Are the points (2,1) (3,3) (4,5) collinear?
Yes
Are the lines 2x - 3y = 1 and 2x + 3y = 2 intersecting or parallel?
Parallel
Find b so that the two lines given are parallel: 3x + y = 1 and bx - y = 3
B = -3x + 4 all divided by 1
This problem I can't figure out. Please help: Find a so that the two lines given are parallel: 5x + 2y = 6 and 3x - ay = 4
Thank you so much! Give me a link to your question and Ill answer it as well.
Yes
Are the lines 2x - 3y = 1 and 2x + 3y = 2 intersecting or parallel?
Parallel
Find b so that the two lines given are parallel: 3x + y = 1 and bx - y = 3
B = -3x + 4 all divided by 1
This problem I can't figure out. Please help: Find a so that the two lines given are parallel: 5x + 2y = 6 and 3x - ay = 4
Thank you so much! Give me a link to your question and Ill answer it as well.
-
Are the points (2,1) (3,3) (4,5) collinear?
Yes
Correct.
They are all on the same line: y = 2x − 3
------------------------------
Are the lines 2x − 3y = 1 and 2x + 3y = 2 intersecting or parallel?
Parallel
Incorrect.
First line has slope 2/3, second line has slope −2/3. Parallel lines have same slope. These are not parallel lines, therefore they are intersecting (at point (3/4, 1/6))

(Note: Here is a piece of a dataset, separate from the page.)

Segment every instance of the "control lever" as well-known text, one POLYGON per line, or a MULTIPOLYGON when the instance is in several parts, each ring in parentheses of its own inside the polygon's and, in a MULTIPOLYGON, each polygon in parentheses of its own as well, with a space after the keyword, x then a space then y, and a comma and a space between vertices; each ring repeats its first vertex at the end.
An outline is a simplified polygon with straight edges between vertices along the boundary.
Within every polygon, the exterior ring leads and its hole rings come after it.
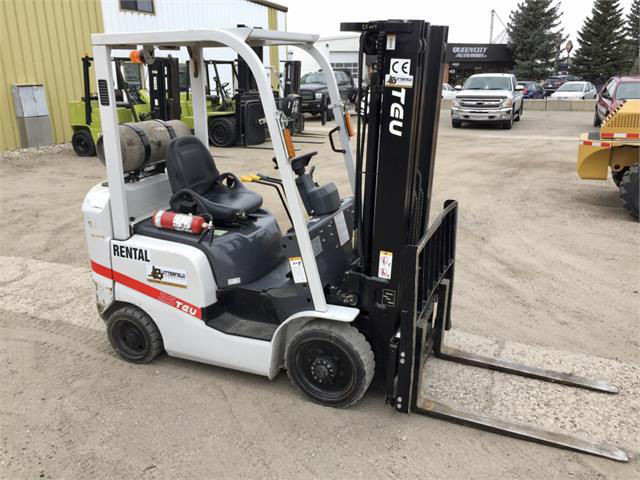
POLYGON ((344 150, 341 148, 336 148, 336 144, 333 143, 333 134, 340 130, 340 127, 335 127, 329 132, 329 143, 331 144, 331 150, 336 153, 344 153, 344 150))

------------------------------
Find b so that the two lines given are parallel: 3x + y = 1 and bx − y = 3
B = −3x + 4 all divided by 1
Incorrect.
First line has slope = −3, second line has slope = b.
To be parallel, we must set slopes equal to each other
Therefore b = −3 (that's it!)
------------------------------
This problem I can't figure out. Please help: Find a so that the two lines given are parallel: 5x + 2y = 6 and 3x − ay = 4
First line has slope −5/2
Second line has slope 3/a
To be parallel, we must set slopes equal to each other
3/a = −5/2
−5a = 6
a = −6/5
Yes
Correct.
They are all on the same line: y = 2x − 3
------------------------------
Are the lines 2x − 3y = 1 and 2x + 3y = 2 intersecting or parallel?
Parallel
Incorrect.
First line has slope 2/3, second line has slope −2/3. Parallel lines have same slope. These are not parallel lines, therefore they are intersecting (at point (3/4, 1/6))
------------------------------
Find b so that the two lines given are parallel: 3x + y = 1 and bx − y = 3
B = −3x + 4 all divided by 1
Incorrect.
First line has slope = −3, second line has slope = b.
To be parallel, we must set slopes equal to each other
Therefore b = −3 (that's it!)
------------------------------
This problem I can't figure out. Please help: Find a so that the two lines given are parallel: 5x + 2y = 6 and 3x − ay = 4
First line has slope −5/2
Second line has slope 3/a
To be parallel, we must set slopes equal to each other
3/a = −5/2
−5a = 6
a = −6/5
-
Incorrect>>>>Are the lines 2x - 3y = 1 and 2x + 3y = 2 intersecting or parallel?
solve for y in each you get
y = 2/3x - 1/3
y = -2/3x + 2/3
slopes are not the same they intersect
Incorrect >>Find b so that the two lines given are parallel: 3x + y = 1 and bx - y = 3
solve for y
y = -3x + 1
y = bx - 3
solve for y in each you get
y = 2/3x - 1/3
y = -2/3x + 2/3
slopes are not the same they intersect
Incorrect >>Find b so that the two lines given are parallel: 3x + y = 1 and bx - y = 3
solve for y
y = -3x + 1
y = bx - 3
12
keywords: etc,answers,parallel,lines,points,correct,my,regarding,Are,Are my answers correct regarding parallel lines, points, etc.